Friday, March 7, 2008

Cuenca of a Small World

We were reluctant to leave Baños, but had the quaint colonial city of Cuenca to look forward to. We had just arrived, and were on our way to eat lunch when we rounded a corner, and who do I see on the street but a friend from Seattle! I went to college with Devon, and knew she was down here, but last I heard she was all the way in Cuzco in southern Peru! And she thought I was in Quito. I love this travel trail, how the world constantly morphs in size to make you marvel at the incomprehensible grandeur of things, or put you on the same little block as a friend. We are doing the same route as each other (Quito to Buenos Aires) but the opposite direction. She was leaving the next day, but at least we got to catch up over mojitos.

She had some crazy travel tales and a lot of good advice. I was really glad to talk to her about the border crossing between Ecuador and Peru. The more inland crossings are fine, but the one we want to do closer to the coast is supposedly pretty sketchy. But we want to do this crossing so we can go to the beach! Part of the problem is that there is a point to exit Ecuador, then it's 3 kilometers until the actual border, and then another 4 kil. to the Peru entry point. The buses from Cuenca just drop you off in the border town, and you have to figure out how to get through everything via various buses and taxis, possibly with a random border 'helper' that will expect some undisclosed amount of money for his services. Luckily, we discovered a couple bus lines that go directly into Peru, and wait for you at the border so you don't have to move your luggage. Unfortunately, this line only leaves from Machala, which is where we are now.

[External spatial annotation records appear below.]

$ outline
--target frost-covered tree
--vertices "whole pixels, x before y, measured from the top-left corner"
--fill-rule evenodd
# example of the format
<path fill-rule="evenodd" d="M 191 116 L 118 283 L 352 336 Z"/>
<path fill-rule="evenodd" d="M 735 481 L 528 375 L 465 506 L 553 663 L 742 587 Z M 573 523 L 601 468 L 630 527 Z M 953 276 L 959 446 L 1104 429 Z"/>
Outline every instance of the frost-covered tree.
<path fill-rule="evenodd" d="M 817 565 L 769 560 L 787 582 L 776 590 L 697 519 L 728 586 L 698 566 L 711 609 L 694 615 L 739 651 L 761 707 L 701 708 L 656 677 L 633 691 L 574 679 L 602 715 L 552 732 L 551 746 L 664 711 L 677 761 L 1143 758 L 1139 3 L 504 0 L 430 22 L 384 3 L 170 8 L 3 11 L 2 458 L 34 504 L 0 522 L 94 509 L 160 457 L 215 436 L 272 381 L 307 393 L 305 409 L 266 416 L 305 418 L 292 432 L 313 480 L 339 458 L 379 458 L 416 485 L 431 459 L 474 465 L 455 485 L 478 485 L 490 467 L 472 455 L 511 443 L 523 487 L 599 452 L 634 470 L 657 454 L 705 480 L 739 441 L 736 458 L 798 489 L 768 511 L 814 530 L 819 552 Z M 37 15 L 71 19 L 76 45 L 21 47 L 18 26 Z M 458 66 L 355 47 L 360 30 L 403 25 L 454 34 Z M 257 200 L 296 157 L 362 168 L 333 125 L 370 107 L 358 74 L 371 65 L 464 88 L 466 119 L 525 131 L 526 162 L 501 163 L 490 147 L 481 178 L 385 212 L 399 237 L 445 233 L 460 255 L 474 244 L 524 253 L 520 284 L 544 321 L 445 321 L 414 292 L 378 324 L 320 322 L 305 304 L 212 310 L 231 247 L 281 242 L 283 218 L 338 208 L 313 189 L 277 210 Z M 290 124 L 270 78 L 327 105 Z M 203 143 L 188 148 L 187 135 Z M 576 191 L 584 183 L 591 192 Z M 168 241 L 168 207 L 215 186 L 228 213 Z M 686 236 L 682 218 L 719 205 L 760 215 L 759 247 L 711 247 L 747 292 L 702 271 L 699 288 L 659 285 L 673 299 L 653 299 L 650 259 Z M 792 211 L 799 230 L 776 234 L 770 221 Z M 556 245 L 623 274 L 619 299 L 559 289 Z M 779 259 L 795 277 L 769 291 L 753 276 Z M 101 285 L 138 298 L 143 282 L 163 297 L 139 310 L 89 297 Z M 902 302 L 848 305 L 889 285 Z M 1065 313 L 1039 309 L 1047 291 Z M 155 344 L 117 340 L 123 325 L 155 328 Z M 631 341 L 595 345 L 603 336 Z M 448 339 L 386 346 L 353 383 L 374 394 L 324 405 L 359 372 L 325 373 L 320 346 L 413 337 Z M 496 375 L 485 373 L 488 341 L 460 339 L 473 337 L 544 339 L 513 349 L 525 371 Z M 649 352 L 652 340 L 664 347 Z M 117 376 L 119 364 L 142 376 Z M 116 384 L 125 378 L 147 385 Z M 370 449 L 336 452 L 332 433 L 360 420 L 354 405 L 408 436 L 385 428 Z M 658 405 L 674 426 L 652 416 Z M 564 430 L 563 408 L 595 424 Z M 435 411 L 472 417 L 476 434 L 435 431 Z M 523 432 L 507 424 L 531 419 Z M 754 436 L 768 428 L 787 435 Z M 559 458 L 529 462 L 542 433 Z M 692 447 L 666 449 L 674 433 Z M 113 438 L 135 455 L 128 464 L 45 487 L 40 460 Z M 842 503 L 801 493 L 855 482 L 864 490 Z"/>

This is one funky, out-of-the-way little town off the coast in southwestern Ecuador. So far we have been on a bit of a gringo trail, but here we haven't seen one other white person. Machala feels mundane and run-down, though at the same time the streets are really lively and the huge market is so packed and vibrant it seems about to burst. As we wove our way through market stalls to our hotel, we created quite a ripple effect- stares, shouts of "allo!" and "Americanas!" and one boy taking a picture with his camera phone.